Writing Your Own Marlin Firmware

Published: Aug 10, 2022 by Henry Forsyth

Getting Started

As you start to mod your printer more and more, things will rapidly become highly custom. As such, you may hit a point in your 3D printing expereince where you need to write the firmware from scratch. In this blog post, we will cover the tools and steps needed to customize the Marlin firmware for your needs.

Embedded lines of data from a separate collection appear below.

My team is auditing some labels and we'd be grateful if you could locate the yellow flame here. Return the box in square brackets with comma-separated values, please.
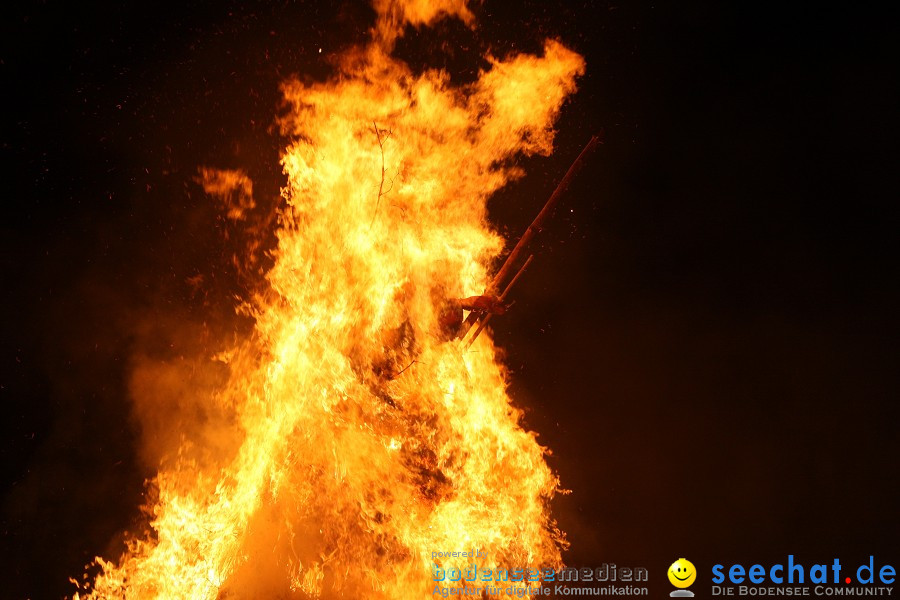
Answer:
[75, 0, 583, 599]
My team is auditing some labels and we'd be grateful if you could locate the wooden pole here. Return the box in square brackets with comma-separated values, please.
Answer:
[466, 254, 534, 348]
[457, 135, 600, 343]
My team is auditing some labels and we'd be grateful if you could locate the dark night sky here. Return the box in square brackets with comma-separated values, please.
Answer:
[0, 0, 900, 598]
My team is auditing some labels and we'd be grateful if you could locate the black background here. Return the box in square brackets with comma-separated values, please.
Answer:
[0, 0, 900, 598]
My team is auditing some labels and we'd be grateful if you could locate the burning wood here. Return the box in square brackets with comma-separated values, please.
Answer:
[76, 1, 596, 600]
[457, 135, 600, 346]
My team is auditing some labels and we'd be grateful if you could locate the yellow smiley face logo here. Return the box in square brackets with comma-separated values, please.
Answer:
[669, 558, 697, 588]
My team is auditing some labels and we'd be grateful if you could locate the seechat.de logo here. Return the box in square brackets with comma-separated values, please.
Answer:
[668, 558, 697, 598]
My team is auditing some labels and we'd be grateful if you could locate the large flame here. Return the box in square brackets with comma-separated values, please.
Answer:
[75, 0, 583, 599]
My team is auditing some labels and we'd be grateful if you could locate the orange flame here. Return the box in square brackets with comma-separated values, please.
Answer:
[75, 0, 583, 599]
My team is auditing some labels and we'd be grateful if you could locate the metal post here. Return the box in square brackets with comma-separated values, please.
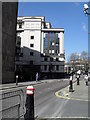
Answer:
[25, 86, 34, 120]
[77, 78, 79, 85]
[16, 75, 18, 85]
[69, 76, 73, 92]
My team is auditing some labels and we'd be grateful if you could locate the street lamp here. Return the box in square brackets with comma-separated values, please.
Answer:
[83, 4, 90, 71]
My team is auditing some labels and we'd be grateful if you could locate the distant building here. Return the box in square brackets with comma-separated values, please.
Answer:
[64, 59, 88, 73]
[16, 16, 65, 79]
[0, 2, 18, 83]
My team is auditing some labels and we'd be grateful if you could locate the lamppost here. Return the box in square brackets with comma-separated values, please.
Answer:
[83, 4, 90, 71]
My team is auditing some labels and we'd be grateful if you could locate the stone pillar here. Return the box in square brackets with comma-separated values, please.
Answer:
[1, 2, 18, 83]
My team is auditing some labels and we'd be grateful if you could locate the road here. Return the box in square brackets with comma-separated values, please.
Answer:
[34, 80, 88, 118]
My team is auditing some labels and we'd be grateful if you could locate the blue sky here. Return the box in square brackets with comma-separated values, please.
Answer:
[18, 2, 88, 61]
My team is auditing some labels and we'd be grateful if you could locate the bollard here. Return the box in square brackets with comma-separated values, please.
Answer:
[16, 75, 18, 85]
[77, 78, 79, 85]
[25, 86, 34, 120]
[69, 76, 73, 92]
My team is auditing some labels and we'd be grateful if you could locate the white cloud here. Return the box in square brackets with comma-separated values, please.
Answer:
[82, 23, 87, 31]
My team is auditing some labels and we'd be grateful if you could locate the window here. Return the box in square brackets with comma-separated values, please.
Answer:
[30, 52, 34, 56]
[19, 24, 22, 28]
[44, 57, 47, 61]
[50, 58, 53, 61]
[20, 53, 23, 57]
[44, 65, 47, 71]
[31, 36, 34, 39]
[30, 60, 33, 65]
[56, 65, 59, 71]
[30, 44, 34, 47]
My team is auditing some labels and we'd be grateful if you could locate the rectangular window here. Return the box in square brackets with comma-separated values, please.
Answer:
[30, 52, 34, 56]
[44, 57, 48, 61]
[20, 53, 23, 57]
[50, 58, 53, 61]
[44, 65, 47, 71]
[56, 58, 58, 61]
[30, 60, 33, 65]
[19, 24, 22, 28]
[31, 36, 34, 39]
[56, 65, 59, 71]
[30, 44, 34, 47]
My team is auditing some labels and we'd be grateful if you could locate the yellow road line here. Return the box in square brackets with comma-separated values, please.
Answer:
[55, 90, 90, 102]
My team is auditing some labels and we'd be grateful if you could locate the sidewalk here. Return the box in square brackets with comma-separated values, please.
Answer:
[56, 78, 89, 101]
[0, 79, 66, 90]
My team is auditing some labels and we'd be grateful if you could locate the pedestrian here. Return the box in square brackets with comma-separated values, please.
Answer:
[36, 72, 38, 82]
[84, 75, 88, 86]
[77, 74, 79, 85]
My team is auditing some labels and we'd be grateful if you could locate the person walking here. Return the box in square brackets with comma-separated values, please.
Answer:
[36, 72, 38, 82]
[84, 75, 88, 86]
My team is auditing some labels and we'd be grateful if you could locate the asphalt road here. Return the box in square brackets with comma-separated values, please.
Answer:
[35, 80, 88, 118]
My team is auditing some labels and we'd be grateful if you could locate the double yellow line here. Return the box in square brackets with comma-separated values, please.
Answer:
[55, 90, 90, 102]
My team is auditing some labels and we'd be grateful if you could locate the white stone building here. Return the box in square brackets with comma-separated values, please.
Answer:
[16, 16, 65, 77]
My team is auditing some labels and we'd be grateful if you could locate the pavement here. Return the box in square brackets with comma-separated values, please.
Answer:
[55, 77, 90, 101]
[0, 79, 67, 90]
[0, 77, 90, 101]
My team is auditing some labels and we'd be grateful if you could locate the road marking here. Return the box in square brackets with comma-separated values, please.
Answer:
[55, 90, 90, 102]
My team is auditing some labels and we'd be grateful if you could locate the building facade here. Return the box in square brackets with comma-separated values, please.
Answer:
[16, 16, 65, 78]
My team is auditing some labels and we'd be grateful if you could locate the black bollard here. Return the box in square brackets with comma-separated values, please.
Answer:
[77, 75, 80, 85]
[69, 76, 73, 92]
[24, 86, 34, 120]
[16, 75, 18, 85]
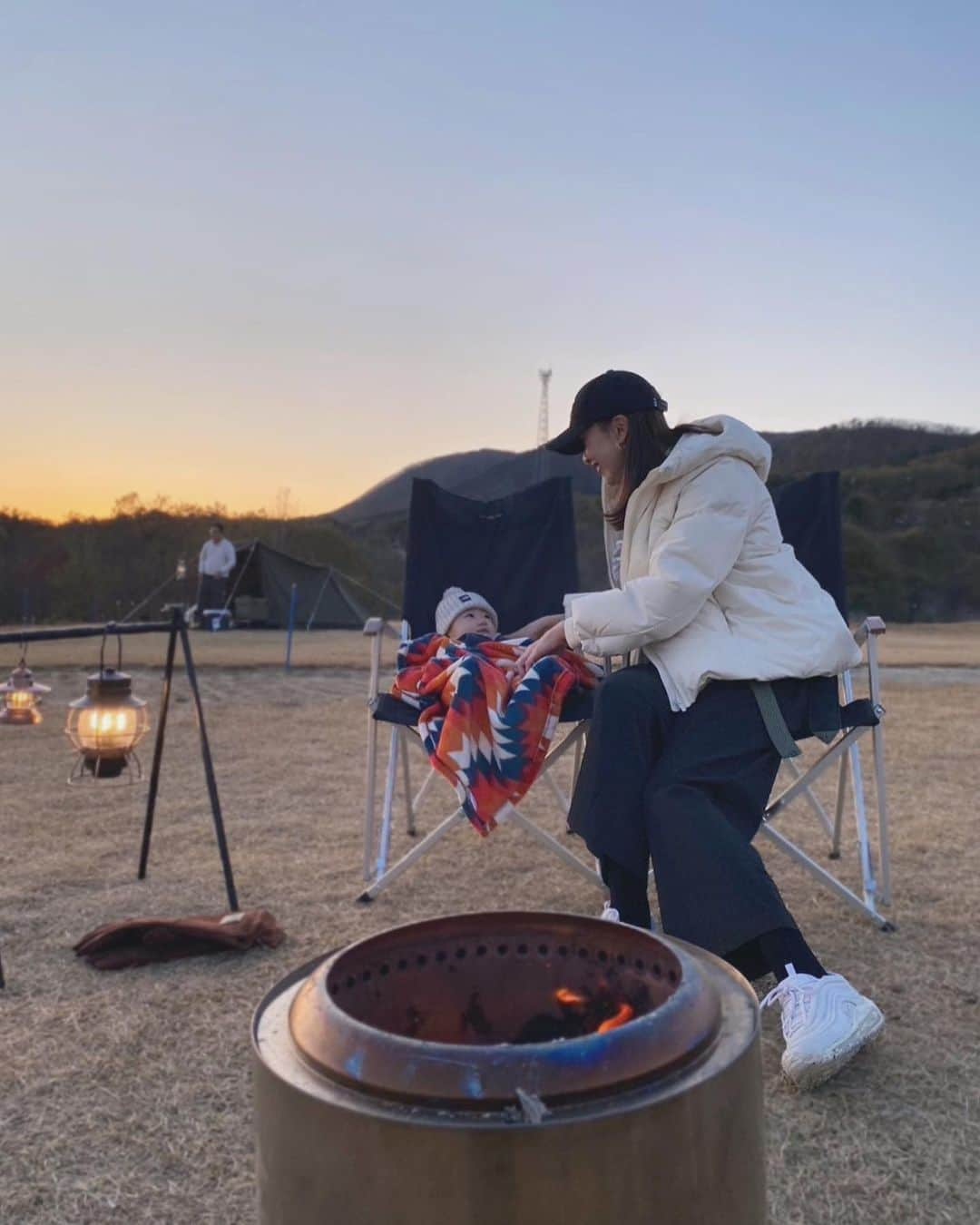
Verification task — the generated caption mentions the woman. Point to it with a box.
[517,370,883,1088]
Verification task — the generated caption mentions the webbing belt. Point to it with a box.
[749,681,840,759]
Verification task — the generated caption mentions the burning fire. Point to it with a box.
[555,987,634,1034]
[595,1004,633,1034]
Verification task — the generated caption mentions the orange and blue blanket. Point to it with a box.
[392,633,598,837]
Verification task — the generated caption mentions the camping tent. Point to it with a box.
[228,540,367,630]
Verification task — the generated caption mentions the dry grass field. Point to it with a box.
[0,626,980,1225]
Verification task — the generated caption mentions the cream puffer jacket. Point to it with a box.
[564,416,861,710]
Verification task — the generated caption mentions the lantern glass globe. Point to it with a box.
[65,668,150,778]
[0,661,52,727]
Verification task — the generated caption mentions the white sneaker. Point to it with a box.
[762,964,885,1089]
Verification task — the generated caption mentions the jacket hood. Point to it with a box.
[640,416,773,489]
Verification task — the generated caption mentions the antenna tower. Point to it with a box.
[538,368,552,447]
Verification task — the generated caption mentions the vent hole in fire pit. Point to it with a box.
[326,916,681,1047]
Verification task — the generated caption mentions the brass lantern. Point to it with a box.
[0,659,52,725]
[65,661,150,783]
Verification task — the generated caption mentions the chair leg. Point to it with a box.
[871,724,892,906]
[830,753,848,858]
[783,759,833,834]
[364,714,377,881]
[358,808,466,902]
[760,821,896,931]
[497,805,605,890]
[375,728,400,876]
[402,730,416,838]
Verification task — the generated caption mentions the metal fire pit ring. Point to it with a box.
[289,911,721,1111]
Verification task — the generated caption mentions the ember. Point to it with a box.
[514,981,638,1046]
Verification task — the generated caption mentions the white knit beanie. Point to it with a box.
[436,587,497,633]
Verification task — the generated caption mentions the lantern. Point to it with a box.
[65,643,150,783]
[0,659,52,724]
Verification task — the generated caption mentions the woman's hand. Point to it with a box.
[511,620,568,685]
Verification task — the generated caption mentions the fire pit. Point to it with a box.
[253,913,766,1225]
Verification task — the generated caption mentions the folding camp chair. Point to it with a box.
[762,472,893,931]
[359,476,604,902]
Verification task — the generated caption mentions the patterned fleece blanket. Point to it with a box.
[392,633,601,837]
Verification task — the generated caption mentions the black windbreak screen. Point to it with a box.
[772,472,848,621]
[402,476,578,636]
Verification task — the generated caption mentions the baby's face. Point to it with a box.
[448,609,497,638]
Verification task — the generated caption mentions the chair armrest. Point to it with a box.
[854,616,885,647]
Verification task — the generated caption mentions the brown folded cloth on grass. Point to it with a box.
[74,910,286,970]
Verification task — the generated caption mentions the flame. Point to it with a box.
[595,1004,633,1034]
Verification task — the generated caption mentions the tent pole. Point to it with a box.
[307,570,333,633]
[286,583,297,671]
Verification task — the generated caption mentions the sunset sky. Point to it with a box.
[0,0,980,517]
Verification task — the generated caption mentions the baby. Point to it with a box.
[436,587,563,642]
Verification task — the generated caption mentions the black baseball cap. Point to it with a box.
[545,370,666,456]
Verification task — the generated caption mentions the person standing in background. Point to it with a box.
[197,523,235,612]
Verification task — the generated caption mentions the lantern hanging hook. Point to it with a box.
[99,621,122,674]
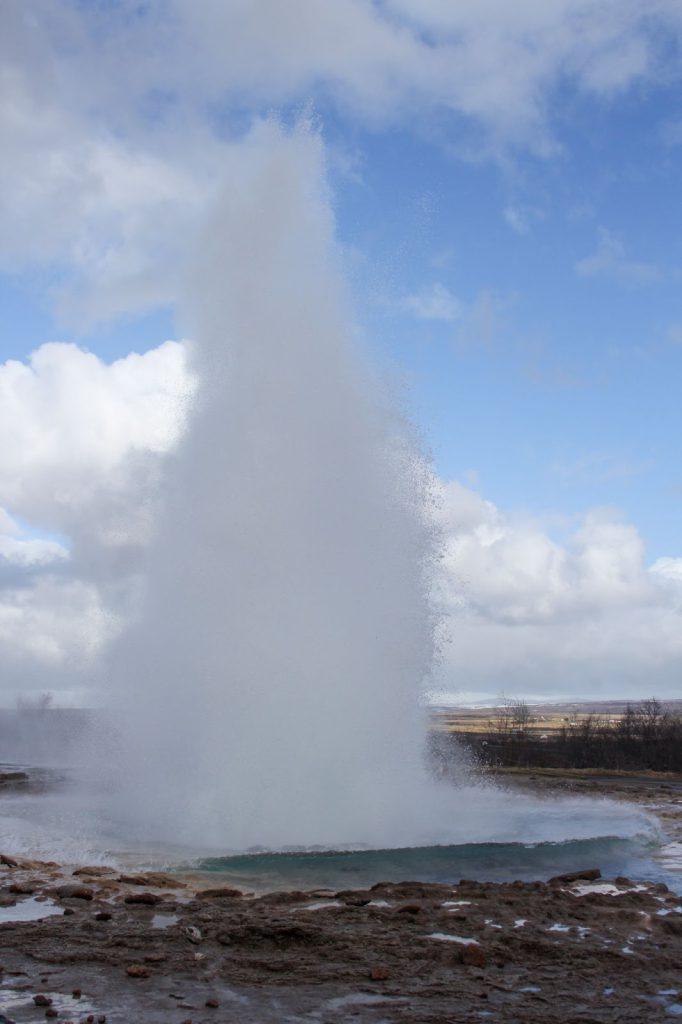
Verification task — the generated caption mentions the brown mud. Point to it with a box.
[0,770,682,1024]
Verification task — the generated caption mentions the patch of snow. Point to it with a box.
[426,932,478,946]
[0,896,63,924]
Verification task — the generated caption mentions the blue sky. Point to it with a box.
[0,76,682,560]
[0,0,682,694]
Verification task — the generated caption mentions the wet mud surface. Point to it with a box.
[0,858,682,1024]
[0,773,682,1024]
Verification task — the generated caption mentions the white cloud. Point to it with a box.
[0,341,194,538]
[0,342,682,696]
[401,282,463,324]
[432,483,682,697]
[576,227,662,285]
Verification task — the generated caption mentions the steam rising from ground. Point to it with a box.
[91,125,647,852]
[100,125,440,849]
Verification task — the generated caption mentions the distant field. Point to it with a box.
[432,700,682,738]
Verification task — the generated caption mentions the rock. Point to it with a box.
[395,903,422,914]
[9,882,37,896]
[462,943,487,967]
[118,871,186,889]
[124,893,161,906]
[0,771,29,785]
[197,888,244,899]
[549,867,601,886]
[126,964,150,978]
[47,885,94,900]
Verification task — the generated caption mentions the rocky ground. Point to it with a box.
[0,780,682,1024]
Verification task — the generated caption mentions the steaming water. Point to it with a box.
[0,126,651,876]
[71,126,659,854]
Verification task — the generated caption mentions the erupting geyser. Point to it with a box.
[101,125,434,849]
[96,125,642,853]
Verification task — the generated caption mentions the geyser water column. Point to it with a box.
[102,124,434,851]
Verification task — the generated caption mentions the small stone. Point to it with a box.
[197,888,244,899]
[124,893,161,906]
[126,964,150,978]
[549,867,601,886]
[9,882,36,896]
[395,903,422,914]
[48,885,94,900]
[462,944,486,967]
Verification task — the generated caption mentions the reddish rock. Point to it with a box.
[549,867,601,886]
[47,885,94,900]
[395,903,422,914]
[124,893,161,906]
[126,964,150,978]
[197,888,244,899]
[9,882,36,896]
[462,943,486,967]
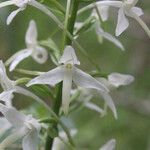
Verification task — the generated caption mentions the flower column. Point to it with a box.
[45,0,79,150]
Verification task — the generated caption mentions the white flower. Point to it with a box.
[0,0,30,25]
[0,117,11,136]
[0,60,48,107]
[27,46,116,116]
[99,139,116,150]
[79,0,150,37]
[92,0,109,21]
[75,20,124,50]
[6,20,48,71]
[99,72,134,88]
[0,104,41,150]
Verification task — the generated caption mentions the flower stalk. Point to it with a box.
[45,0,79,150]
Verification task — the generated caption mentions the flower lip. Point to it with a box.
[59,46,80,65]
[13,0,31,8]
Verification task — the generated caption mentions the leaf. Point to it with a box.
[74,17,95,36]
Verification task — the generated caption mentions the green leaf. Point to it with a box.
[47,124,58,138]
[74,17,95,36]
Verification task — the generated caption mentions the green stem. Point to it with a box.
[65,0,79,45]
[45,0,79,150]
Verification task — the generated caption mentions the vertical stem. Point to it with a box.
[65,0,79,45]
[45,0,79,150]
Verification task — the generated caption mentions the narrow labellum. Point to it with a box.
[27,46,117,118]
[6,20,48,71]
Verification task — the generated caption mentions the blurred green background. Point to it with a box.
[0,0,150,150]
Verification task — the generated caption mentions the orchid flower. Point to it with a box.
[0,104,41,150]
[0,61,49,109]
[99,72,134,88]
[92,0,109,21]
[27,46,116,117]
[99,139,116,150]
[6,20,48,71]
[75,20,124,50]
[79,0,150,37]
[0,117,11,137]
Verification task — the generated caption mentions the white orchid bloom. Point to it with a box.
[99,139,116,150]
[52,129,77,150]
[6,20,48,71]
[99,72,134,89]
[0,60,48,107]
[0,117,11,136]
[0,104,41,150]
[92,0,109,21]
[27,46,117,116]
[78,0,150,37]
[75,19,125,51]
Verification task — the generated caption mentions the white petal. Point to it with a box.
[116,8,129,36]
[97,27,124,50]
[0,0,14,8]
[0,117,11,138]
[98,6,109,21]
[62,68,72,115]
[25,20,38,45]
[9,49,32,71]
[96,0,123,7]
[15,86,50,110]
[6,8,22,25]
[130,7,144,16]
[32,46,48,64]
[100,92,118,119]
[0,128,27,150]
[0,60,15,90]
[22,129,38,150]
[73,67,109,92]
[0,90,15,102]
[99,139,116,150]
[59,46,80,65]
[84,102,104,114]
[108,72,134,87]
[27,66,64,86]
[0,104,26,128]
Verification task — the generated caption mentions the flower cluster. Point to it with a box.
[0,0,150,150]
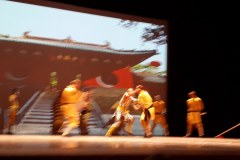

WARNING: This tutorial is just a brain dump, and is intended for higher-level users. It will be updated to accomidate beginners when time is avalible

Download and Install VS Code

The download link is avalible below: https://code.visualstudio.com/

Downloading all the software. Below is a Ubuntu Tutorial, most of it done in the CLI. The relivant repos are below:

Marlin Firmware

Marlin Configurations

Go to your home directory and run the following

mkdir MarlinFiles && cd MarlinFiles

git clone https://github.com/MarlinFirmware/Configurations.git
git clone https://github.com/MarlinFirmware/Marlin.git

It might be worth forking the Marlin repo so you can keep up to date with master. However, for a single-shot usage, this should work

Now here’s the important part: the versions of Marlin coorespond to particular config files. They are linked to ensure that all configured settings reflect what is avalible in the source code . Do the following to make sure each of the repos exists on the same branch. For more information about branching, look into learning git. Some great git things to learn include: git clone, git branch, git checkout, git status, git log

cd Configurations
git branch

This will pop up a branch name. At the time of this article, the following is provided by default: import-2.1.x

Now, let’s check your Marlin branch:

cd ..
cd Marlin
git branch

At the time of this article, the following is provided by default: bugfix-2.1.x. This matches with the configuration branch of import-2.1.x

If you need a different branch, use the website for Marlin to see what branches are avalible. Then, checkout the appropriate branches from the Marlin and Configuration repos. That will not be covered in this tutorial.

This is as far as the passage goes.